尋常性乾癬治療薬「ザソシチニブ」 デュークラバシチニブと直接比較したP3試験で好結果 武田薬品

 武田薬品は12日、開発中の尋常性乾癬治療薬「ザソシチニブ」(TAK-279)について、尋常性乾癬を対象にデュークラバシチニブと比較した無作為化、多施設共同、二重盲検比較P3試験において、主要評価項目および主要な副次評価項目すべてで良好なトップライン結果を得たと発表した。
 ザソシチニブは、中等症から重症の尋常性乾癬(PsO)を有する成人患者を対象とした、高い選択性を備えた強力な次世代の経口チロシンキナーゼ2(TYK2)阻害薬である。
 直接比較試験のLATITUDE Atlas(TAK-279-PsO-3004)試験では、主要評価項目である16週時点におけるPsoriasis Area and Severity Index (PASI, 乾癬の面積と重症度を表す指標)100の達成について、ザソシチニブ投与群はデュークラバシチニブ投与群に対して統計学的に有意な結果を示した。ザソシチニブが投与された患者の35%以上が、16週時点で皮膚症状の完全な消失(PASI 100)を達成し、その達成割合はデュークラバシチニブの2.5倍超であった。
 また、16週時点におけるPASI 90、Static Physician’s Global Assessment(sPGA, 医師総合評価)0を含むすべての主要な副次評価項目についても、ザソシチニブ投与群はデュークラバシチニブ投与群に対して統計学的に有意な結果を示した。
 ザソシチニブの安全性および忍容性プロファイルは、これまでの試験結果と一貫しており、新たな安全性シグナルは認められなかった。
乾癬は、かゆみ、痛み、見た目の変化、および日常生活に支障をきたす皮膚病変を特徴とする慢性的な全身性免疫介在性炎症性疾患で、肉体的、感情的、心理的健康に影響を及ぼす。
 世界で6400万人が乾癬を有すると推定されており、その約80~90%が尋常性乾癬を有している。持続するかゆみ、皮膚病変の外観や発生部位については、特に目立つ部位や敏感な部位に生じる。さらに、乾癬性関節炎などの関連する併存疾患は、生活の質を大きく低下させ、日常生活に重大な影響を及ぼす可能性がある。
 また、乾癬は互いに関連し合う複雑な免疫経路、遺伝的要因、環境要因によって引き起こされる患者ごとに症状や病態が異なる異質性疾患であり、時間の経過とともに病状、症状、治療反応のばらつきを起こす。 武田薬品は、米国皮膚科学会(AAD)年次総会で最近発表し重要な節目となったP3相LATITUDE PsO 3001および3002試験の結果に続き、同直接比較試験の詳細データを今後の医学学会で発表する予定である。なお、米国FDAおよびその他の規制当局に対する尋常性乾癬の新薬承認申請は、2026年度中の提出に向けて予定通り進捗している。
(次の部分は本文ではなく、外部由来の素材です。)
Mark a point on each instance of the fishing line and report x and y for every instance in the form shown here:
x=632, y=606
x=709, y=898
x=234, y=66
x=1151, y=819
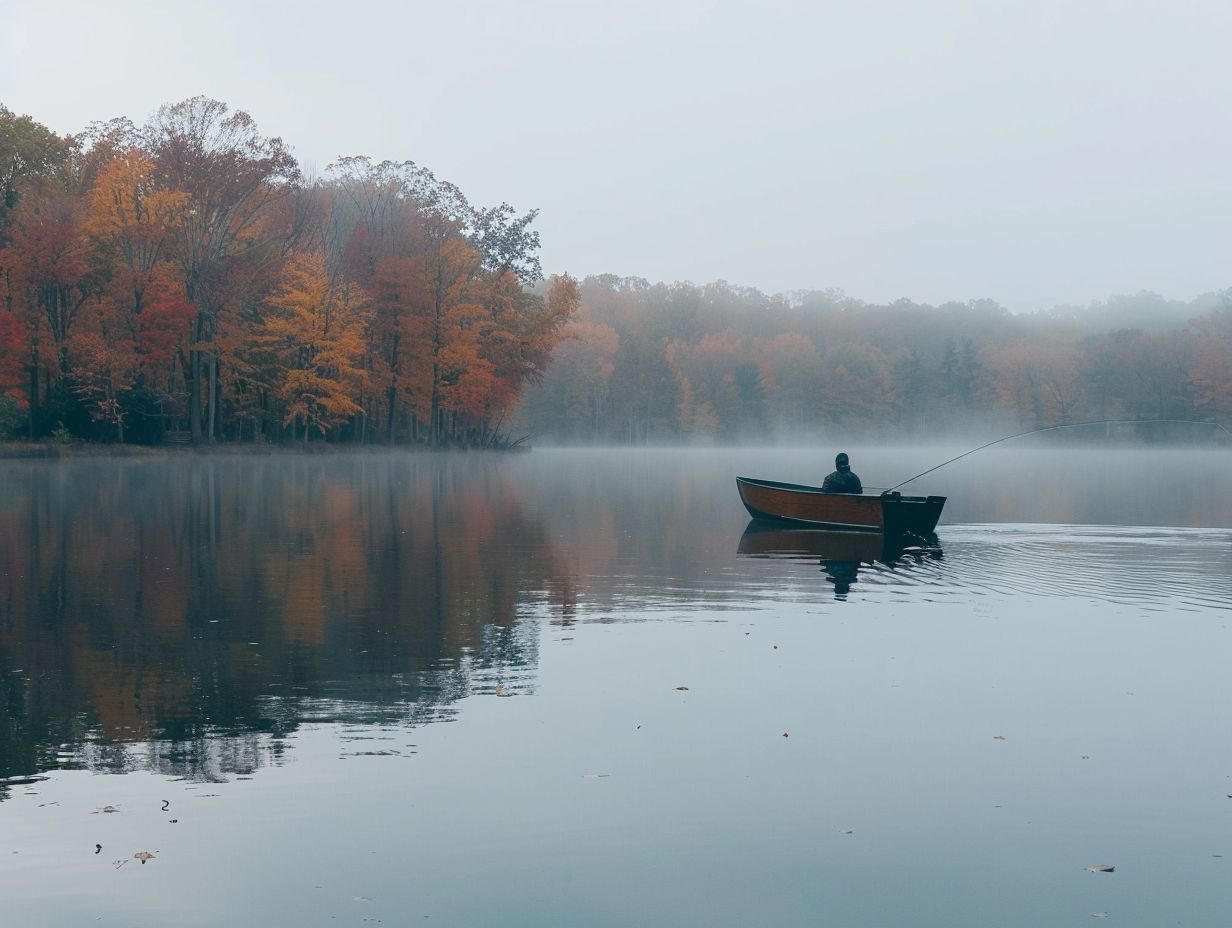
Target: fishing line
x=1053, y=428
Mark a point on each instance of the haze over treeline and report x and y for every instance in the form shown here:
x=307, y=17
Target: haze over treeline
x=184, y=276
x=185, y=279
x=716, y=362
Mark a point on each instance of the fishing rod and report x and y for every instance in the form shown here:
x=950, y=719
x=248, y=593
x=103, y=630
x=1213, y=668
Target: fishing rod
x=1053, y=428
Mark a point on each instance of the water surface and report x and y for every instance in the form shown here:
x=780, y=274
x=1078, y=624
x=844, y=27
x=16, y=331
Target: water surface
x=548, y=688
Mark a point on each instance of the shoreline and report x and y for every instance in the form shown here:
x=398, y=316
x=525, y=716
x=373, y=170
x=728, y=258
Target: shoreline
x=49, y=451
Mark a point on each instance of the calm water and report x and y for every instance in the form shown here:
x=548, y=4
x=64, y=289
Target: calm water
x=564, y=688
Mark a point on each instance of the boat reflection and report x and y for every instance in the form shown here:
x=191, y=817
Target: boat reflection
x=842, y=553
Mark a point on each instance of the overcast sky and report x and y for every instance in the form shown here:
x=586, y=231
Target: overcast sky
x=1034, y=153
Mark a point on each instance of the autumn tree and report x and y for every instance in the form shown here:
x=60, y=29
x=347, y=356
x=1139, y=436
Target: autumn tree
x=314, y=327
x=232, y=176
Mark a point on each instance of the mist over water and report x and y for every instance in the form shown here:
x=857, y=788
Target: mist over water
x=514, y=687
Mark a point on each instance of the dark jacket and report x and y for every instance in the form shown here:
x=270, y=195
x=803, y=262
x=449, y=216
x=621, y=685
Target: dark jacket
x=843, y=481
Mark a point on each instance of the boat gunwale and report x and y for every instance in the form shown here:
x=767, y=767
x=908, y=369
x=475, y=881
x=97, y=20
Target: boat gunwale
x=818, y=491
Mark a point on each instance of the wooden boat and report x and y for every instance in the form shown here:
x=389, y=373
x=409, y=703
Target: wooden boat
x=780, y=539
x=888, y=513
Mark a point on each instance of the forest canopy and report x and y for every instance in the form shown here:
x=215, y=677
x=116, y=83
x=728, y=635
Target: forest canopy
x=182, y=280
x=646, y=362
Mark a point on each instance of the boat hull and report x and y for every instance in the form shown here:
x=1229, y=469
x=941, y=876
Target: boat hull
x=888, y=513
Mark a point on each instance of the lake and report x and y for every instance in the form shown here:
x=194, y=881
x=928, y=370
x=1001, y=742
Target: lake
x=563, y=688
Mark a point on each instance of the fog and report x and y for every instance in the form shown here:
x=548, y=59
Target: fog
x=1033, y=153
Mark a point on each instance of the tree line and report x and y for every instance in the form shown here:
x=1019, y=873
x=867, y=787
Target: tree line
x=182, y=279
x=646, y=362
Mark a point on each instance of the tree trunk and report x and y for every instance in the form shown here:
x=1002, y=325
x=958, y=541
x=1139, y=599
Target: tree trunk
x=33, y=398
x=213, y=393
x=195, y=396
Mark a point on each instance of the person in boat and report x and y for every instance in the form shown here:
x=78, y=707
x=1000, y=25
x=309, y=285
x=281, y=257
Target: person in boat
x=843, y=480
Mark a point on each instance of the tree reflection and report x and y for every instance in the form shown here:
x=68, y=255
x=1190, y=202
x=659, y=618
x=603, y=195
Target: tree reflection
x=185, y=616
x=842, y=553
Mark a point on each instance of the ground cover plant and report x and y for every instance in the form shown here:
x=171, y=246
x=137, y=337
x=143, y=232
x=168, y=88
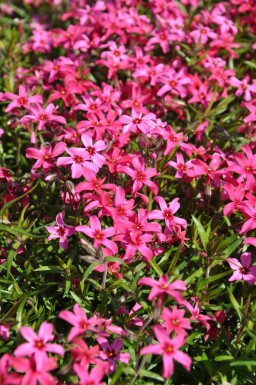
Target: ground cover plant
x=127, y=182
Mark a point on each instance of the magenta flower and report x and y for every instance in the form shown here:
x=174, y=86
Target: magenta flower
x=80, y=161
x=242, y=270
x=163, y=286
x=21, y=100
x=93, y=377
x=79, y=321
x=36, y=371
x=137, y=122
x=84, y=354
x=167, y=213
x=196, y=314
x=169, y=349
x=174, y=82
x=243, y=87
x=174, y=320
x=43, y=116
x=60, y=231
x=7, y=378
x=99, y=236
x=111, y=352
x=93, y=149
x=202, y=34
x=45, y=155
x=38, y=345
x=140, y=175
x=252, y=108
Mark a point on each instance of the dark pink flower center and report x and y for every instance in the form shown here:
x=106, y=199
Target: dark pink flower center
x=78, y=159
x=167, y=214
x=168, y=348
x=91, y=150
x=120, y=210
x=43, y=117
x=249, y=169
x=244, y=270
x=98, y=235
x=61, y=231
x=140, y=176
x=111, y=353
x=39, y=344
x=22, y=101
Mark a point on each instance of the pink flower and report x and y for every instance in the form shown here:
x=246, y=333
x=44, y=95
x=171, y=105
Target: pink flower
x=99, y=236
x=83, y=354
x=243, y=87
x=45, y=155
x=169, y=349
x=80, y=161
x=21, y=100
x=140, y=175
x=4, y=328
x=196, y=315
x=202, y=34
x=111, y=352
x=138, y=122
x=7, y=378
x=174, y=82
x=79, y=321
x=93, y=377
x=35, y=370
x=174, y=321
x=43, y=116
x=242, y=270
x=163, y=286
x=60, y=231
x=93, y=149
x=167, y=213
x=252, y=108
x=38, y=345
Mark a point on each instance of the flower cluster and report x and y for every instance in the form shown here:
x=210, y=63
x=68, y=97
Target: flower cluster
x=127, y=161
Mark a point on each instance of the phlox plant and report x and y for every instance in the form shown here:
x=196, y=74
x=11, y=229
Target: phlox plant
x=128, y=192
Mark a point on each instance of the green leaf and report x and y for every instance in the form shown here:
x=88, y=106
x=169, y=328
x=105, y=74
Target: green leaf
x=223, y=358
x=248, y=362
x=235, y=303
x=201, y=232
x=155, y=267
x=52, y=269
x=8, y=204
x=90, y=269
x=11, y=255
x=154, y=375
x=115, y=259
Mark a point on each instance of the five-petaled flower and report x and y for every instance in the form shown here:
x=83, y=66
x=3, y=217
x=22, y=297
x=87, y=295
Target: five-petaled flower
x=60, y=231
x=169, y=349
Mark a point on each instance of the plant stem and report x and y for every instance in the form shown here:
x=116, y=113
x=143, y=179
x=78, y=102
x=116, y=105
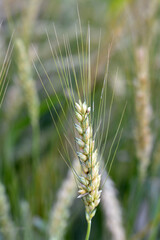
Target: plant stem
x=88, y=230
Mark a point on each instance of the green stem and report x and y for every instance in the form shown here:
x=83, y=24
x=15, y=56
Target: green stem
x=88, y=230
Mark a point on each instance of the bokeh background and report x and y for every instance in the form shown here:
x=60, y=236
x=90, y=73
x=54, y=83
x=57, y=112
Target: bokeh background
x=31, y=167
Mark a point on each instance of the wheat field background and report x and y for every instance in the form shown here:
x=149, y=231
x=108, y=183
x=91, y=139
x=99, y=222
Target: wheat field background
x=37, y=40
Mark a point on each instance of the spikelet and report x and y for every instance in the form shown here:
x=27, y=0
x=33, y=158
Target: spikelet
x=89, y=180
x=26, y=82
x=6, y=225
x=143, y=110
x=112, y=210
x=60, y=213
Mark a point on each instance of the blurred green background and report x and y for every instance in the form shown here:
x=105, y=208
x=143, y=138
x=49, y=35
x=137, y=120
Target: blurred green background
x=31, y=167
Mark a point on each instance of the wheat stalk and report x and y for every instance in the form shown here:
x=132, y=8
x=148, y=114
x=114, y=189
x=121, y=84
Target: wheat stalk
x=6, y=225
x=28, y=87
x=61, y=209
x=112, y=210
x=89, y=180
x=143, y=110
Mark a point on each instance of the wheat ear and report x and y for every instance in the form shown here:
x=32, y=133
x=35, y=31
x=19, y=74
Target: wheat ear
x=6, y=225
x=89, y=180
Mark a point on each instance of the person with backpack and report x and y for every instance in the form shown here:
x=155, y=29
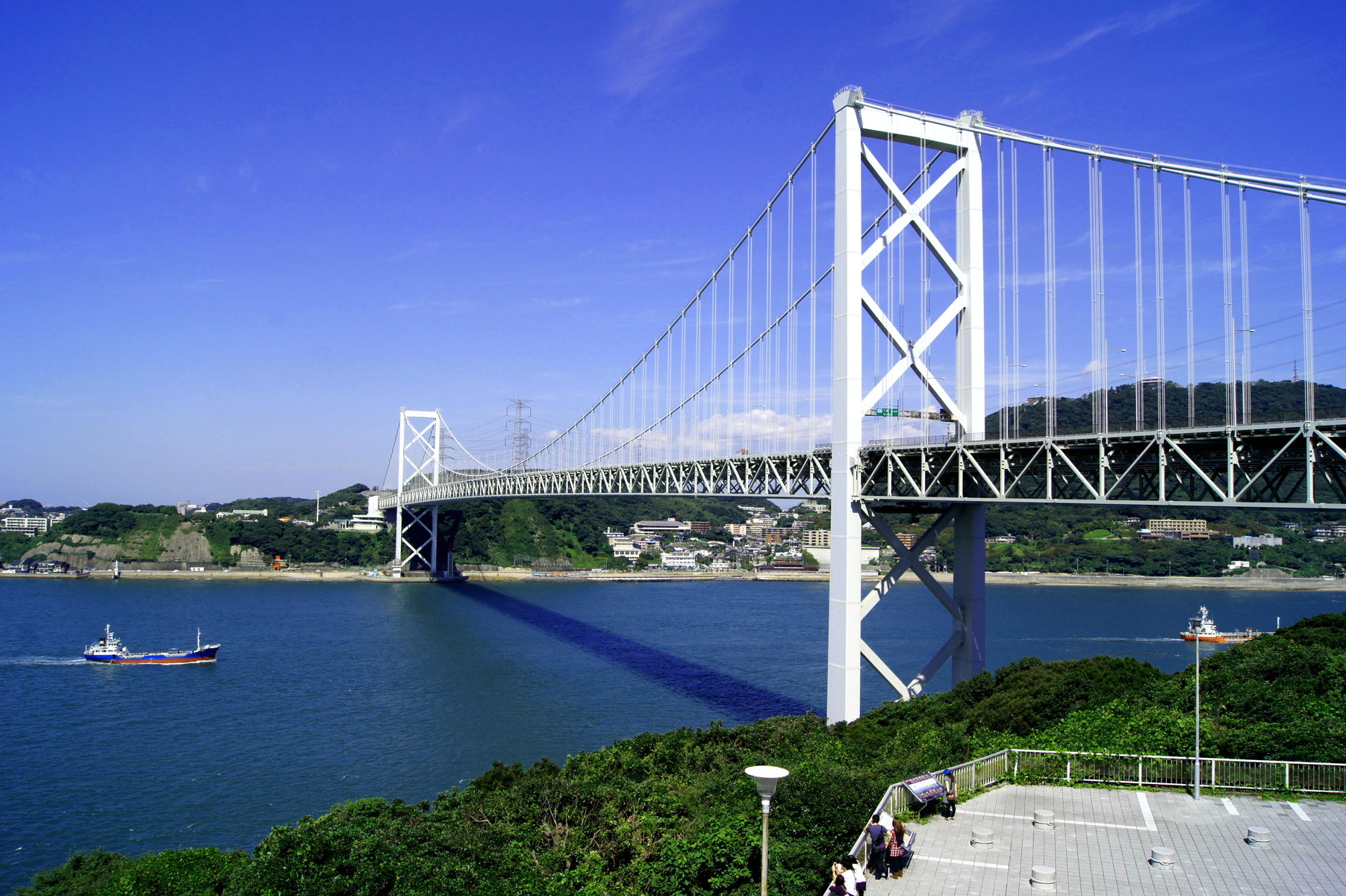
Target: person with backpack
x=895, y=849
x=950, y=794
x=878, y=835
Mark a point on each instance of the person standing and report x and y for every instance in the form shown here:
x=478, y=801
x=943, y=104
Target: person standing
x=878, y=836
x=895, y=849
x=846, y=871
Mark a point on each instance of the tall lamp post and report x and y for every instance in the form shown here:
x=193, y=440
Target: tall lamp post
x=766, y=778
x=1197, y=778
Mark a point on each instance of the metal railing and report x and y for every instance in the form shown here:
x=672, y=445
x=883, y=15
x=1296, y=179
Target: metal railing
x=1180, y=771
x=1120, y=768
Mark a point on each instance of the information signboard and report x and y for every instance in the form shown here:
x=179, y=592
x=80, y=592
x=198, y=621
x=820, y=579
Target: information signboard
x=923, y=787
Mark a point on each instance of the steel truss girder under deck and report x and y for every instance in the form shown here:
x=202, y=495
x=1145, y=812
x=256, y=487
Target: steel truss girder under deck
x=801, y=475
x=1286, y=464
x=1270, y=466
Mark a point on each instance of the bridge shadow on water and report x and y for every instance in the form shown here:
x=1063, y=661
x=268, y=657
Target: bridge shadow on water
x=735, y=697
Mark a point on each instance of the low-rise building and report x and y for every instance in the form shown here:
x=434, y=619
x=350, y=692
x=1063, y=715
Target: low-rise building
x=1181, y=526
x=660, y=528
x=677, y=560
x=824, y=556
x=816, y=538
x=1256, y=541
x=31, y=525
x=372, y=520
x=625, y=548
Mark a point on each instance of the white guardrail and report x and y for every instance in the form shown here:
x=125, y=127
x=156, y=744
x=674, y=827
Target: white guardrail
x=1121, y=768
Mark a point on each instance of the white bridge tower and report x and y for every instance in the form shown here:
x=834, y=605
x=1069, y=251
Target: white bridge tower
x=858, y=166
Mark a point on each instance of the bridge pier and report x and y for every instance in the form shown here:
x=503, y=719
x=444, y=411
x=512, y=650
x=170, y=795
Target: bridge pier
x=970, y=591
x=861, y=379
x=424, y=543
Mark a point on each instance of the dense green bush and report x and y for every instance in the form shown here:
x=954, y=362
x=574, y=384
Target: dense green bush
x=177, y=872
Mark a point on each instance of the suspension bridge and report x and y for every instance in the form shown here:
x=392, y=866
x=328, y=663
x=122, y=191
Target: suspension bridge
x=915, y=270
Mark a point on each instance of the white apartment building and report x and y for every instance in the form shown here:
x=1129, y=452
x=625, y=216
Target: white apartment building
x=679, y=560
x=1185, y=526
x=816, y=538
x=31, y=525
x=660, y=528
x=625, y=548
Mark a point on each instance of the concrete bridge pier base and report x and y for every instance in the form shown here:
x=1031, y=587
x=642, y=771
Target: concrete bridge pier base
x=970, y=591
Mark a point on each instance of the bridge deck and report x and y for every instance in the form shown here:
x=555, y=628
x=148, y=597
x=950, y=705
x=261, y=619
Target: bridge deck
x=1103, y=839
x=1280, y=464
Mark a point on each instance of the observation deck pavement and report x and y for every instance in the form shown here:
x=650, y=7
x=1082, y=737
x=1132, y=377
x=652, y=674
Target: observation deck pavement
x=1101, y=842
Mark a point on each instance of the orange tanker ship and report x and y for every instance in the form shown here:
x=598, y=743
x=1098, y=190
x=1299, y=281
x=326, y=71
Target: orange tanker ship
x=1203, y=629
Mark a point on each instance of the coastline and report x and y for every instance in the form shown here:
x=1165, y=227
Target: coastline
x=1230, y=583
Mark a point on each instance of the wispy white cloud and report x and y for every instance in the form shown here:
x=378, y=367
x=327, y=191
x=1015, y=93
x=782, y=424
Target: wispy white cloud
x=920, y=20
x=1131, y=23
x=655, y=37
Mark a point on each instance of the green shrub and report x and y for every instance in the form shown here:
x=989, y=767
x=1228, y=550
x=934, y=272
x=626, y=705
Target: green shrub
x=82, y=875
x=177, y=872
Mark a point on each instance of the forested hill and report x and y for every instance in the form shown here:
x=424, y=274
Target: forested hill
x=1271, y=401
x=493, y=532
x=673, y=814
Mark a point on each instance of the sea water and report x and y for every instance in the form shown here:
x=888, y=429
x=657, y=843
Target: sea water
x=328, y=692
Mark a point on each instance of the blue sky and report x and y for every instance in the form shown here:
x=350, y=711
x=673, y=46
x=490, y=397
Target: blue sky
x=234, y=238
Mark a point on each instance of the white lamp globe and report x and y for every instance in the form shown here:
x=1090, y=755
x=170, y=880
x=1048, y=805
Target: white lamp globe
x=766, y=778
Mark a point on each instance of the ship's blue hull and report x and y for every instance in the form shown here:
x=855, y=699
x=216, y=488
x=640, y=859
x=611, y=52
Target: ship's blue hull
x=204, y=656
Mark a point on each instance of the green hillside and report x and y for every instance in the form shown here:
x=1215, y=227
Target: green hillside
x=1271, y=401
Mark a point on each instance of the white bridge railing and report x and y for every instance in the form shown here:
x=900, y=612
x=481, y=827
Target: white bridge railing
x=1121, y=768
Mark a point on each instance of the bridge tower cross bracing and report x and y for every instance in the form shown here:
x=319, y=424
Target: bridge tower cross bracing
x=422, y=448
x=853, y=305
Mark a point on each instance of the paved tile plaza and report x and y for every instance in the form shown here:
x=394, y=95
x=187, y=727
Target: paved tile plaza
x=1101, y=842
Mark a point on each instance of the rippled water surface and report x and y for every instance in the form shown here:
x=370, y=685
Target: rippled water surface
x=334, y=691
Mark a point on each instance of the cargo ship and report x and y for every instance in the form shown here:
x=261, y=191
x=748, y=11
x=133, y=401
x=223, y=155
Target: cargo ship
x=110, y=650
x=1203, y=629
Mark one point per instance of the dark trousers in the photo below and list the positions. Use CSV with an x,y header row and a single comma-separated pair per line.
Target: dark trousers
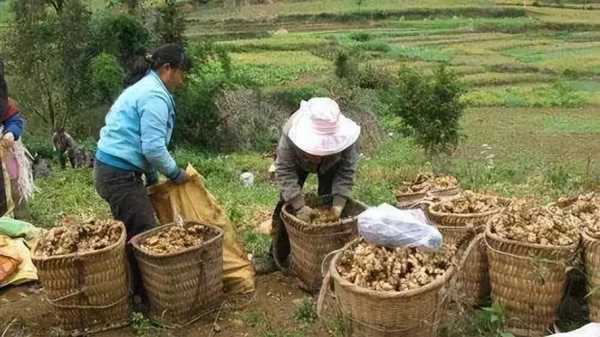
x,y
129,202
280,245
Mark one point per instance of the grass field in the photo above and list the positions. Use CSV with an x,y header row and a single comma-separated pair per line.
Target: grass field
x,y
533,80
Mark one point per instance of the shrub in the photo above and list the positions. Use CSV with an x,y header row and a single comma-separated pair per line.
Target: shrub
x,y
431,106
123,36
197,112
170,24
345,65
107,77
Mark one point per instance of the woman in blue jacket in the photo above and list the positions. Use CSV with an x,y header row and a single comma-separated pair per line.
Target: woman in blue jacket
x,y
12,125
133,143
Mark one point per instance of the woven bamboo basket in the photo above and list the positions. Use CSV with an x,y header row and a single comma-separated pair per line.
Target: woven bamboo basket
x,y
89,291
310,243
528,281
414,313
185,285
477,220
473,280
591,256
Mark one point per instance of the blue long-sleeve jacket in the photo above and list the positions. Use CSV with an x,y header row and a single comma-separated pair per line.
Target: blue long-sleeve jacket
x,y
15,125
13,121
138,129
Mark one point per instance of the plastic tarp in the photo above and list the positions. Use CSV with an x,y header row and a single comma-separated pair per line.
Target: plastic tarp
x,y
195,203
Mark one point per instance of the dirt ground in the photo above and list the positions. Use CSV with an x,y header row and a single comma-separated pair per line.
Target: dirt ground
x,y
269,312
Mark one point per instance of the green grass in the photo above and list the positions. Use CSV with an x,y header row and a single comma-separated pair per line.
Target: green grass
x,y
566,124
559,94
327,7
277,67
5,13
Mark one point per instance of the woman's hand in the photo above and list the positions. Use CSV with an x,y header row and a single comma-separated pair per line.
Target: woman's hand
x,y
8,140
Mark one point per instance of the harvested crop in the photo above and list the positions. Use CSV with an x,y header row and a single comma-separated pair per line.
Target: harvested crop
x,y
324,215
427,182
522,222
393,269
176,238
587,208
73,237
470,203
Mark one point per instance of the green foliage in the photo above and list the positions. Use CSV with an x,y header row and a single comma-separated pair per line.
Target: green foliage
x,y
197,112
306,312
107,77
345,65
257,244
122,35
66,193
170,25
360,36
431,106
49,55
291,97
558,94
493,320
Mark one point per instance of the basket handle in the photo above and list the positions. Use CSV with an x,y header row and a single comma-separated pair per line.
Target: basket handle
x,y
177,219
325,288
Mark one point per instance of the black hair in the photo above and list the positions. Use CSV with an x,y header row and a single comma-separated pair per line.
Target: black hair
x,y
172,54
3,90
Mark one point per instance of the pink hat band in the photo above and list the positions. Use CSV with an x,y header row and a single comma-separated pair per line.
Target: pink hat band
x,y
325,127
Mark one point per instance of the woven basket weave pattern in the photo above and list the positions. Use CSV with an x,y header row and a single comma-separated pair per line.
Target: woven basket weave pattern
x,y
591,250
473,277
182,286
415,313
309,243
528,280
88,290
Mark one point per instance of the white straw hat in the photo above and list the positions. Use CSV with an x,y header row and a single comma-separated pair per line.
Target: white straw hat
x,y
318,128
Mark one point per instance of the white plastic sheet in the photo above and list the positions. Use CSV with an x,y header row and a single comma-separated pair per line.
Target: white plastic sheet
x,y
388,226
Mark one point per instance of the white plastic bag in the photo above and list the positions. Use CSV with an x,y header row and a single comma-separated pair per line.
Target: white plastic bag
x,y
388,226
590,330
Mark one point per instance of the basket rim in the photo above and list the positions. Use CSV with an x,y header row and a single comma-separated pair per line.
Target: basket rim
x,y
400,194
496,210
135,241
341,221
464,215
117,243
436,284
586,235
496,237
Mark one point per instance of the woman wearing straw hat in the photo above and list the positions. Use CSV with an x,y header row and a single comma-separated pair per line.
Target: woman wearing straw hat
x,y
316,139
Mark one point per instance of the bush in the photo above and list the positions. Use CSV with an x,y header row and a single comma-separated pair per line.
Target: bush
x,y
290,98
197,112
369,77
345,65
123,36
107,77
431,106
360,36
170,25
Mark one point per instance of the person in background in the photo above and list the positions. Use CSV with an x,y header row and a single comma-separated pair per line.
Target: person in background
x,y
318,139
16,185
133,142
66,146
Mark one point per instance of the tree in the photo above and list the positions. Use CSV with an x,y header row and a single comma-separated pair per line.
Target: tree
x,y
48,50
431,106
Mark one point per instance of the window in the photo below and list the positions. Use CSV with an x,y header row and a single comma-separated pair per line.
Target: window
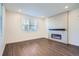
x,y
29,24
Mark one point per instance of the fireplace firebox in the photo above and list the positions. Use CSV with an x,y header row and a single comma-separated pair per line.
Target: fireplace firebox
x,y
56,36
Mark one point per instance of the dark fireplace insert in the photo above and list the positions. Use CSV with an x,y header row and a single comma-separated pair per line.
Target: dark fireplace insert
x,y
56,36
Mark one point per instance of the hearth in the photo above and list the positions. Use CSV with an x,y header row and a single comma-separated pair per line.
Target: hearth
x,y
56,36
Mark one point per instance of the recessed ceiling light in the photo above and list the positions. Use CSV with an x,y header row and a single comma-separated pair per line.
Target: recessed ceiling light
x,y
42,16
66,7
19,10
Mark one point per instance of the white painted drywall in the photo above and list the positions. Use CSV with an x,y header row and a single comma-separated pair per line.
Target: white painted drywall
x,y
74,27
58,21
14,31
2,39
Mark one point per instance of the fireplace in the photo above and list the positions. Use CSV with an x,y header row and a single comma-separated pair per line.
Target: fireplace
x,y
56,36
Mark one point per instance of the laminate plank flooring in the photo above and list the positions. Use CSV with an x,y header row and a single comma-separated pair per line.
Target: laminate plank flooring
x,y
40,47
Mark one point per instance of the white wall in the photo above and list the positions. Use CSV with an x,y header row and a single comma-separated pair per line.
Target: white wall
x,y
2,39
58,21
14,32
74,27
◆LATITUDE Atlas試験治験責任医師のLinda Stein Gold氏(Henry Ford HealthのDirector of Dermatology Clinical Research、M.D.)のコメント
 この直接比較試験において、ザソシチニブはデュークラバシチニブと比較して有意な皮膚症状の完全な消失を示し、経口治療薬の中で臨床的に意義のある差異を示した。経口治療への期待が高まるなか、今回の結果は、尋常性乾癬における経口治療の選択肢として、ザソシチニブが患者さんと医師が期待する治療効果の基準を変革する可能性を示している。

◆Chinwe Ukomadu武田薬品消化器系・炎症性疾患領域ユニットヘッド、シニア・バイスプレジデント( M.D., Ph.D.)のコメント
 今回の直接比較試験の結果は、P3試験全体で示された強固な有効性を裏付けるものであり、ザソシチニブが投与された患者さんの35%以上が16週時点で皮膚症状の完全な消失(PASI 100)を達成し、デュークラバシチニブの達成割合の2.5倍を超える結果を示した。
 また、デュークラバシチニブ投与群との差は、投与開始後早くも8週時点で認められた。これらの結果は、1日1回投与の利便性の高い経口薬として、ザソシチニブが迅速かつ持続的な皮膚症状の消失をもたらす可能性を裏付け、尋常性乾癬の患者さんに対し、高い選択性を備えた強力なTYK2阻害薬が革新的な治療効果をもたらす可能性を示している。